The race was to be run from the green char-a-banc to the foot of the great oak that stood on the edge of the road. The whole congregation lined the edge of the course. Among the slim gentlemen bets were placed as to the winner. Shrieks of merriment shattered the forest stillness. And at last Mr. Willis dropped the napkin that was the starting signal and they were off. Bessie got off in the midst and was making remarkable speed for so large a woman. Cries of encouragement went up from all sides, for Bessie was the favorite, such a favorite as there had never been in any race. There was not one who did not want her to win. And Bessie was doing her best, although very nearly helpless with laughter. Slowly she forged ahead into the lead. Fifteen more yards and the victory would be hers.
But suddenly something happened. It seemed that she tripped over something, perhaps a root, and fell to the ground. A cry went up and fifty people ran to help her. But when they got to her side, she seemed unable to rise. She lay there quite still, breathing with difficulty. Six men carried her into the shade of the great oak. They brought water and fanned her and from somewhere in the congregation there appeared an unsuspected bottle of brandy. They poured part of this between her lips. But there was nothing to be done. Her breathing stopped presently. She had died of apoplexy in the midst of merriment.

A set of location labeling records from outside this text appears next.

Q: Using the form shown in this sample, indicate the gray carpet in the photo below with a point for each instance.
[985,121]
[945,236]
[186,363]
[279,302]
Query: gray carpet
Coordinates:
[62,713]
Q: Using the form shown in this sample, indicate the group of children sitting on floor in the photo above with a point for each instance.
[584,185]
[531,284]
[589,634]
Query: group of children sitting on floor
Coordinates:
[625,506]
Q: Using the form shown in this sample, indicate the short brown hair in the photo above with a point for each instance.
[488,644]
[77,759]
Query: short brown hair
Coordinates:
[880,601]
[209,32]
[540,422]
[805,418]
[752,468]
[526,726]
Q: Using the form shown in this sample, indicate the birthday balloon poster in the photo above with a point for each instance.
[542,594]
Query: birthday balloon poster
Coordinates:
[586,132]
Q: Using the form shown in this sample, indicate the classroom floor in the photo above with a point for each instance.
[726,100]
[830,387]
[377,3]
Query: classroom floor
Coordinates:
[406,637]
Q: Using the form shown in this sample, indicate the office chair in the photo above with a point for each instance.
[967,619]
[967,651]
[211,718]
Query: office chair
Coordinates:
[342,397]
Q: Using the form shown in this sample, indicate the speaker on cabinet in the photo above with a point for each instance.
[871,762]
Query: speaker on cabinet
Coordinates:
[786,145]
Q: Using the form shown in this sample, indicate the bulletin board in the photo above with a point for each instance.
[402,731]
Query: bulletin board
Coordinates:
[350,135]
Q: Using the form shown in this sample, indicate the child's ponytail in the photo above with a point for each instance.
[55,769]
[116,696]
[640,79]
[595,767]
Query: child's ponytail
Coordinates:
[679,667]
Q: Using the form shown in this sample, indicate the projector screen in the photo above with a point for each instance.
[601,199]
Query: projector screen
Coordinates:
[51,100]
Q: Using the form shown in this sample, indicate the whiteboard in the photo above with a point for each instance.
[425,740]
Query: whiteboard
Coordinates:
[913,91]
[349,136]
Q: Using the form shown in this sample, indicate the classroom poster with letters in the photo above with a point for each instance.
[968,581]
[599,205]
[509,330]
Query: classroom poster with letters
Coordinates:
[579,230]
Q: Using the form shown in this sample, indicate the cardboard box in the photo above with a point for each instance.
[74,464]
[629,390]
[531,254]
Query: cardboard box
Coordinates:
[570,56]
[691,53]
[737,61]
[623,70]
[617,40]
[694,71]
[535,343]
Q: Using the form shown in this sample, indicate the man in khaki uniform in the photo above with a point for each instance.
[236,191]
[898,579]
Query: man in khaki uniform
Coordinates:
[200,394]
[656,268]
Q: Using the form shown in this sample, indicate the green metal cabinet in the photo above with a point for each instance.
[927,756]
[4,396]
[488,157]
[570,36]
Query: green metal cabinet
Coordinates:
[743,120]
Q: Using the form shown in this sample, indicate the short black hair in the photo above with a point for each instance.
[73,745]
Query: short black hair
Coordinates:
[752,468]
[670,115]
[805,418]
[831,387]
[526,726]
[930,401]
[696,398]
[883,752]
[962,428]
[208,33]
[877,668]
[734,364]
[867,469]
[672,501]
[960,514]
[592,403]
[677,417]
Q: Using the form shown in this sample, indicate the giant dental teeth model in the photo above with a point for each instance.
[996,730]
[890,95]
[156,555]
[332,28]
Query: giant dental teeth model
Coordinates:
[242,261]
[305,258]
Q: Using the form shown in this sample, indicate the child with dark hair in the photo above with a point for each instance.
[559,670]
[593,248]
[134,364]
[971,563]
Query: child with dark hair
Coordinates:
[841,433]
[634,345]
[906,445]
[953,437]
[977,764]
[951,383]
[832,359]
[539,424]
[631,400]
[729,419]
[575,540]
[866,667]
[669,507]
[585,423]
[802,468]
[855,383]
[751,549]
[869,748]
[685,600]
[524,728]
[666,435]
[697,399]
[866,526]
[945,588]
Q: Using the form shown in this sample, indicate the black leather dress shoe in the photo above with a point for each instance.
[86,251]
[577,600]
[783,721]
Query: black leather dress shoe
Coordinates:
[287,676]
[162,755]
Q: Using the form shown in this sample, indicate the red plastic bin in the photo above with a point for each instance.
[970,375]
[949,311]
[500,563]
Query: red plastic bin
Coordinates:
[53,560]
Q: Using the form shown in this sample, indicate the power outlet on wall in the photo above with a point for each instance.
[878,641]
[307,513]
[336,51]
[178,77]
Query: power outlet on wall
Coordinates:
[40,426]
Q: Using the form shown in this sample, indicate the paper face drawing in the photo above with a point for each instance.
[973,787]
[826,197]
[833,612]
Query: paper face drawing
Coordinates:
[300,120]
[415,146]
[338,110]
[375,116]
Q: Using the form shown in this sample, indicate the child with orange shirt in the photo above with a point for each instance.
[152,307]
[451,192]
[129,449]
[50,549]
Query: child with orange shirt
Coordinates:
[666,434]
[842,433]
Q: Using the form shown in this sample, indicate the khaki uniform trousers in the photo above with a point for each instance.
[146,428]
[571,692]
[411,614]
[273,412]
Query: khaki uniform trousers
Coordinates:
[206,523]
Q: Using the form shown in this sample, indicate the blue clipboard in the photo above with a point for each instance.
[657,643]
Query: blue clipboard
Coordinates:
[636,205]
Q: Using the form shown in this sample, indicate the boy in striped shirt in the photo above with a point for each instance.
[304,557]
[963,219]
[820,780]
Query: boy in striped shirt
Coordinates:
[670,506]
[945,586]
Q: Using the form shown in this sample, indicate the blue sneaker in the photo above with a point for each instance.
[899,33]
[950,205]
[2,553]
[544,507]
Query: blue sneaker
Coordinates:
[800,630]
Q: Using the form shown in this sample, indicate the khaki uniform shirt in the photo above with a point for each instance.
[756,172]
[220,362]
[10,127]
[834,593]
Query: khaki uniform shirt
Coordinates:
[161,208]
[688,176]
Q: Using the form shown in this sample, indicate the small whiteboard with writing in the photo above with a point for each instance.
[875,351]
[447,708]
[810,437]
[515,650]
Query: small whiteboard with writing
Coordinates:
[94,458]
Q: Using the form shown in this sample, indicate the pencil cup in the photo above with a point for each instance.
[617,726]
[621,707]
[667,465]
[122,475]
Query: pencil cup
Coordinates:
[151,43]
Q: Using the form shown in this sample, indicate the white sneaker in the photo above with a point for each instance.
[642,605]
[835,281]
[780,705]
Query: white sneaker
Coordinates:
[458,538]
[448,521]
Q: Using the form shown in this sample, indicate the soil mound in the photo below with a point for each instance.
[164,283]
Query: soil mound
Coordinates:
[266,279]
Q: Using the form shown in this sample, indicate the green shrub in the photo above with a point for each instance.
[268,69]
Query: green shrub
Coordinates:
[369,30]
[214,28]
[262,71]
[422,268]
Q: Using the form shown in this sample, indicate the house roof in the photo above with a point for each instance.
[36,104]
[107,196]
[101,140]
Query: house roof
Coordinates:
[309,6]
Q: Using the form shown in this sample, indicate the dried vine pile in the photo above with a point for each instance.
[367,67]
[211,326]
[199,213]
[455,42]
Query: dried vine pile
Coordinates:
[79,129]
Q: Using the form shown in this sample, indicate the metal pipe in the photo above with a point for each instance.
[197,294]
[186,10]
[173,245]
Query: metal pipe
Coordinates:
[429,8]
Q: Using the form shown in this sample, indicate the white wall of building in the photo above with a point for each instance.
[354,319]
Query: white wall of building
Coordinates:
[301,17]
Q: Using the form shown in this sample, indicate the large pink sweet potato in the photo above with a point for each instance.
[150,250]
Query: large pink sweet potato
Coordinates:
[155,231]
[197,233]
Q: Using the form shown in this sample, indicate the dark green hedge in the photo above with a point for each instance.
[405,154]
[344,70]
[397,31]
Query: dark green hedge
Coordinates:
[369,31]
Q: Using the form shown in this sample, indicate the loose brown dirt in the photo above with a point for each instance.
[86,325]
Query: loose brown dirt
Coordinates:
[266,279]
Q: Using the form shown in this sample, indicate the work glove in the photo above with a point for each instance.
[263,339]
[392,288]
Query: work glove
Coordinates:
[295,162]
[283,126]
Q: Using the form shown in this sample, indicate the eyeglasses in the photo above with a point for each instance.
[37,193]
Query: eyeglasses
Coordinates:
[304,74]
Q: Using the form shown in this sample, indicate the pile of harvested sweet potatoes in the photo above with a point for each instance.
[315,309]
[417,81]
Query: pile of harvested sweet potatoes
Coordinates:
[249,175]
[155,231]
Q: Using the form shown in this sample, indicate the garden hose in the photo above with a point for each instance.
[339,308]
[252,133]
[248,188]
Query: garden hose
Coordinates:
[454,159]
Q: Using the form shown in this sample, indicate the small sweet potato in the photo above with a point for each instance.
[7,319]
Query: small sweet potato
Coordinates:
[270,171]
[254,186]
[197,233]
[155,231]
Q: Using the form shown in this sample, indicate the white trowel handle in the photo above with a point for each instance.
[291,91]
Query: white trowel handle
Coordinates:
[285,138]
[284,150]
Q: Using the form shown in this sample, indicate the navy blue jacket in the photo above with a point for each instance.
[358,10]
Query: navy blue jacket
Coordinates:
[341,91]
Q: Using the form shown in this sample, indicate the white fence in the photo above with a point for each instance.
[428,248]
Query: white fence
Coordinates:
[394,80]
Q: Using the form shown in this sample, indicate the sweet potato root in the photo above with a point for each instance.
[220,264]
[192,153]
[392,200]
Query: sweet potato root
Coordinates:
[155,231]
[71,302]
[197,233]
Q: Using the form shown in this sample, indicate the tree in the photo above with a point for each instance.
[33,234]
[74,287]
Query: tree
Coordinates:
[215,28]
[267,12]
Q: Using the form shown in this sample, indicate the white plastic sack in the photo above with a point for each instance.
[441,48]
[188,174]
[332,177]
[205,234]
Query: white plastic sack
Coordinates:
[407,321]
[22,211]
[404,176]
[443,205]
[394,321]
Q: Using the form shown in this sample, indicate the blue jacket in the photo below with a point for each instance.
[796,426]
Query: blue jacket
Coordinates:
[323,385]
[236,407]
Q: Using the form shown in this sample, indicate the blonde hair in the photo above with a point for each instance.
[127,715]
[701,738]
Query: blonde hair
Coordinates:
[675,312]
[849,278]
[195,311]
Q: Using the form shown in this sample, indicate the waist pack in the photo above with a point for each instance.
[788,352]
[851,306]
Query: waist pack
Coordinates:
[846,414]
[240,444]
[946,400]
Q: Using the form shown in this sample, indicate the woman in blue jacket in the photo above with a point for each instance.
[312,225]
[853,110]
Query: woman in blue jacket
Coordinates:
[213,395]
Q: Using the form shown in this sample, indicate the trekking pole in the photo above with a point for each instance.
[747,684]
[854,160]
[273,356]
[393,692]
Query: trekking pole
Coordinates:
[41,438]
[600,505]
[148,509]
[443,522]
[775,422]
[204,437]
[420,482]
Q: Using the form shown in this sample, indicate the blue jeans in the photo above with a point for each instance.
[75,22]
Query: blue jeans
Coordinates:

At the chapel they gave her a great funeral. Mr. Blundon attended it and 'er Gryce sent a wreath made by the gardeners at Narkworth House. The preacher delivered a long sermon of eulogy, calling attention to the new organ, the new windows and the baptismal font, and most of all to the August Bank Holiday Excursion and Annual Picnic. In the end he said, rather sentimentally, "For one reason, if not for countless others, she will always be remembered among us. It can be said of her that she shared all she had and that her only desire was that others should be happy like herself."
It was Mr. Blundon himself who, as her oldest friend, consulted with Mr. and Mrs. Willis about the tombstone. They decided upon it at last—a simple stone with the inscription:
Here lies
Bessie Cudlip Winnery
widow
of
Horace J. Winnery
Died August—at the age of forty-six years
at the August Bank Holiday Excursion and Annual
Picnic of St. John's Chapel
He prayeth best who loveth best all things both great and small for the dear God who loveth us He made and loveth all
The two poodles went to join the poodle Bessie had given Mrs. Willis and the house was closed and sold, and the following week Mr. Blundon's book was published. It was in two large volumes and was named A History of Prostitution, Religious and Secular. It was an excellent and erudite book and received scholarly notices. On the fly-leaf appeared the dedication, "To Mr. and Mrs. Horace J. Winnery, whose Friendship and Aid Made the Writing of This Book Possible."
But Bessie died without ever returning to Bayswater. She died while the crowds stood in the hot street before the Palazzo Gonfarini in Brinoë looking up at the window where Miss Annie Spragg lay dead.